Supreme Court rules in state tax case

The United States Supreme Court recently decided Direct Marketing Association v. Brohl, a state tax case. In it, the Supreme Court ruled that a challenge in federal court to Colorado’s so-called “Amazon law” could go forward, contrary to Colorado’s argument that the Tax Injunction Act barred the suit. In perhaps a more interesting development for Texas tax law, Justice Anthony Kennedy filed a concurring opinion in which he urged the Supreme Court to overrule its prior decisions that bar states from requiring retailers with no physical presence in a state to collect that state’s sales tax from their customers in that state. We discuss both the Supreme Court’s decision and Justice Kennedy’s concurrence in further detail below.

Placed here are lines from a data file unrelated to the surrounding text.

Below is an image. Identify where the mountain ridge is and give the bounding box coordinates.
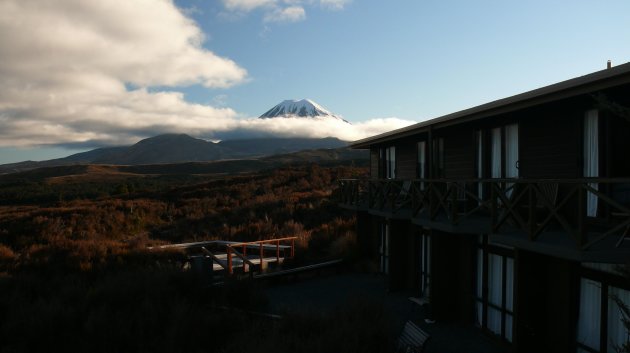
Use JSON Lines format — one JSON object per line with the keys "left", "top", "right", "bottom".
{"left": 0, "top": 134, "right": 350, "bottom": 174}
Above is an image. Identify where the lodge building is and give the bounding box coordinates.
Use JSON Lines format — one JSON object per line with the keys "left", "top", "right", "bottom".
{"left": 338, "top": 62, "right": 630, "bottom": 352}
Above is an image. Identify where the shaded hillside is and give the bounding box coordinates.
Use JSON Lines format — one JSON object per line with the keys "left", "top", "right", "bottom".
{"left": 217, "top": 137, "right": 346, "bottom": 157}
{"left": 0, "top": 148, "right": 367, "bottom": 205}
{"left": 0, "top": 135, "right": 352, "bottom": 174}
{"left": 93, "top": 134, "right": 228, "bottom": 164}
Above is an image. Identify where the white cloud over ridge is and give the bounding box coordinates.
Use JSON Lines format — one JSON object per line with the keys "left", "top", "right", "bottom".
{"left": 0, "top": 0, "right": 412, "bottom": 150}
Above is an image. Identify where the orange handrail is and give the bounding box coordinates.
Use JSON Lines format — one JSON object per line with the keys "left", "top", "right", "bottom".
{"left": 225, "top": 237, "right": 297, "bottom": 276}
{"left": 228, "top": 236, "right": 298, "bottom": 247}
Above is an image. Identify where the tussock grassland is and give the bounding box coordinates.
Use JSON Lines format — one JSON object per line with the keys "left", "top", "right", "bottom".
{"left": 0, "top": 164, "right": 391, "bottom": 353}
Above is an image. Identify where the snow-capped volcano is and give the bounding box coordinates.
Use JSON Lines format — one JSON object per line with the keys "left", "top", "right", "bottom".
{"left": 259, "top": 99, "right": 349, "bottom": 123}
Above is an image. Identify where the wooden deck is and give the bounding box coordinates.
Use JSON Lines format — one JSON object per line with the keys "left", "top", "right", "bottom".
{"left": 206, "top": 253, "right": 285, "bottom": 272}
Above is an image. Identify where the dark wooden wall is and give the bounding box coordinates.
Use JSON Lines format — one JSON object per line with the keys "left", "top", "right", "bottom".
{"left": 442, "top": 128, "right": 476, "bottom": 179}
{"left": 388, "top": 219, "right": 417, "bottom": 290}
{"left": 370, "top": 148, "right": 379, "bottom": 179}
{"left": 519, "top": 107, "right": 582, "bottom": 179}
{"left": 430, "top": 230, "right": 475, "bottom": 323}
{"left": 514, "top": 250, "right": 579, "bottom": 353}
{"left": 356, "top": 211, "right": 378, "bottom": 262}
{"left": 396, "top": 140, "right": 418, "bottom": 179}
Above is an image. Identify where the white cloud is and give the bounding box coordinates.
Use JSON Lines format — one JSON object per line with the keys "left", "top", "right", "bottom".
{"left": 0, "top": 0, "right": 407, "bottom": 150}
{"left": 226, "top": 116, "right": 416, "bottom": 141}
{"left": 223, "top": 0, "right": 276, "bottom": 11}
{"left": 264, "top": 6, "right": 306, "bottom": 23}
{"left": 319, "top": 0, "right": 351, "bottom": 10}
{"left": 221, "top": 0, "right": 348, "bottom": 23}
{"left": 0, "top": 0, "right": 247, "bottom": 147}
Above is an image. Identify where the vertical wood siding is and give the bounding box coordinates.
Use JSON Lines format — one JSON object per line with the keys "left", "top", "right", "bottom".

The Supreme Court’s Opinion

The Supreme Court’s unanimous opinion in Direct Marketing Association v. Brohl addresses whether federal courts have the authority to hear certain state tax cases. The federal Tax Injunction Act generally prohibits federal courts from hearing lawsuits that seek to stop the collection of taxes. However, the lawsuit at issue in Direct Marketing Association v. Brohl challenges a Colorado law that requires certain out-of-state retailers to report information about their Colorado customers to the Colorado Department of Revenue that would allow Colorado to potentially collect use tax from those customers on their purchases from out-of-state retailers. Some out-of-state retailers challenged the law in federal court, arguing that it violated the Due Process and Commerce Clauses of the United States Constitution. The Supreme Court ruled that the Colorado challenge could go forward in federal court because the law at issue did not “enjoin, suspend, or restrain the assessment, levy, or collection of any tax” — it noted that the reporting requirements the challenged law imposes occur prior to such activity.

Kennedy’s Concurrence

Although the case before the Supreme Court did not actually address the validity of the Colorado law or any other law that seeks to impose state tax collection requirements on out-of-state retailers, Justice Kennedy nevertheless filed a concurring opinion describing why he believes that the Supreme Court’s prior decisions in National Bellas Hess, Inc. v. Department of Revenue of Illinois and Quill Corporation v. North Dakota should be overruled. These decisions state that a state may only require retailers with a physical presence in that state to collect the state’s sales tax from customers in that state. Both National Bellas Hess, Inc. v. Department of Revenue of Illinois and Quill Corporation v. North Dakota were decided before the proliferation of Internet sales. Justice Kennedy wrote that this change in the nature of commerce in the United States makes these decisions out of date and that this physical presence standard has cost states a great deal of harm through lost revenue.

Conclusion

While Direct Marketing Association v. Brohl has no effect on current Texas tax law, it does impact further efforts Texas may choose to make in order to collect sales tax on sales by out-of-state retailers.  While Texas has yet to impose a reporting requirement like Colorado has, it is now clear that any such reporting requirement could be subject to a challenge in federal court.  It remains to be seen how the challenge to Colorado’s law will play out in federal court, and what impact this will have on Texas decision making.  Further, Justice Kennedy’s concurrence may spur further action on eliminating the physical presence requirements established in National Bellas Hess, Inc. v. Department of Revenue of Illinois and Quill Corporation v. North Dakota.  We will post any further developments in these areas to this blog.